The proposed new law would make care and treatment plans, which set out a patient’s current and future needs and need to be regularly reviewed, a statutory requirement. There is also a new duty on clinicians to consider a patient’s wishes and feelings when deciding on detention. Patient will be able to request a second opinion from a doctor from the first day of their admission. Compulsory treatment must be pre-approved and regularly reviewed over a three-month period.

If that were not enough, the committee has recommended patients have a statutory right to request an advance choice document providing key information to health professionals on contacts, treatment, and their health needs.

Committee member, former health minister and NHS psychiatrist Dan Poulter told MHM they had recommended a full workforce impact assessment be carried out before additional duties on health professionals are introduced.

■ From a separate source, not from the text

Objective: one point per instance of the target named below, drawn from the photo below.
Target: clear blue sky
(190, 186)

They have also asked for a detailed implementation plan.

He said that oral evidence given to the committee by ministers and NHS England representatives “was disappointing and full of assertions”.

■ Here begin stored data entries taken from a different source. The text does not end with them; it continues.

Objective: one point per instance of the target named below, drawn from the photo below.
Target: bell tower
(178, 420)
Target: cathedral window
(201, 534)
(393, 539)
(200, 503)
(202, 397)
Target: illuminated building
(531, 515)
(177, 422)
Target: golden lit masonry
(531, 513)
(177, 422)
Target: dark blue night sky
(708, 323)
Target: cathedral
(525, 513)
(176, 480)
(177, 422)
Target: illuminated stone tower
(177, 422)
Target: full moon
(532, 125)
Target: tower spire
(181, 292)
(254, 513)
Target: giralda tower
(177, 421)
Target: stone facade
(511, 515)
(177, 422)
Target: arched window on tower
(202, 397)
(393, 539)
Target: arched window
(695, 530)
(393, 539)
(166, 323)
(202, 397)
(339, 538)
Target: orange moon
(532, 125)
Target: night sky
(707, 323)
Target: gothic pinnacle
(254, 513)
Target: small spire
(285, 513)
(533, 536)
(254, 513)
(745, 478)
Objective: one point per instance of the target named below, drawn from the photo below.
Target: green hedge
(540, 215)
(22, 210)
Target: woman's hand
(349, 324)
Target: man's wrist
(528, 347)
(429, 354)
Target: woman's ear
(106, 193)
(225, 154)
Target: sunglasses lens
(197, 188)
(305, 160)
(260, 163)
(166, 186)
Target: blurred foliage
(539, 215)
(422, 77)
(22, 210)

When asked in evidence how many full-time equivalent hours the extra tribunal workload may place on the consultant psychiatrist workforce and how many second opinion appointed doctors may be needed, neither ministers nor NHSE chiefs were able to give firm answers.

Dr Poulter added: “I hope that in light of our committee’s report, the government and NHSE will reflect more carefully about the impact of the proposed changes to ensure they are fit for purpose and do not have unintended consequences which impact quality and availability of mental healthcare.”

Harder to admit

The draft bill makes significant changes to detention criteria to ensure people are only detained when there is clear justification, requiring an assessment that serious harm may be caused to the health/safety of the patient or others unless they are detained.

Existing criteria only requires broad assessment that detention is necessary, or appropriate given the nature and degree of mental illness. There are concerns this could have unintended consequences, among them that tightened criteria might make it harder to admit people needing care.

Chloe Beale, liaison psychiatrist and suicide lead at East London Foundation Trust, warned people “will have to deteriorate quite a long way before meeting detention criteria, particularly people who might be overlooked already because of certain stigmas… people who are already not wanted in hospitals.”

The committee said the proposed changes need to be supported with adequate and accessible community-based alternatives to detention. Members were “disturbed” by evidence they received that the concept of “capacity” had been misused to deny treatment to very ill and potentially suicidal patients when they had voluntarily sought it.

There is also concern that removal of learning disability and autism as grounds for detention under part three of the MHA may lead to more detentions under different legal powers, with fewer safeguards, or diversion into the criminal justice system instead.

Families are concerned that, although changes aim to ensure people cannot be detained purely on the basis of their autism or learning disability, they may still be sectioned inappropriately based on a mental health diagnosis under part 3 of the MHA. 

The committee has also called for the abolition of most community treatment orders (where patients are discharged into the community under treatment conditions imposed on them by their clinician). These are 11 times as likely to be applied to black people. Evidence to MPs suggested CTOs were ineffective for most patients, yet were used more than was intended by the current legislation.

The existing bill makes amendments to provision and oversight of CTOs based on recommendations from Sir Simon Wessely’s 2018 review but does not commit to a timeline for their potential abolition. 

The proposal has been met with caution by Royal College of Psychiatrists’ president Adrian James, who said the college would need to consider implications of this change. 

NHS Confederation mental health lead Sean Duggan said CTOs should be reformed, but not scrapped. He said CTOs do work for those needing a more restrictive detention in hospital.

Other major recommendations from the committee include a duty on the health secretary to report disproportionate detention of ethnic minorities.

NHSE and the Department of Health and Social Care are currently considering the committee’s report. The DHSC said they will respond in due course, adding they are taking action to address unequal treatment of black, asian, and minority ethnic communities.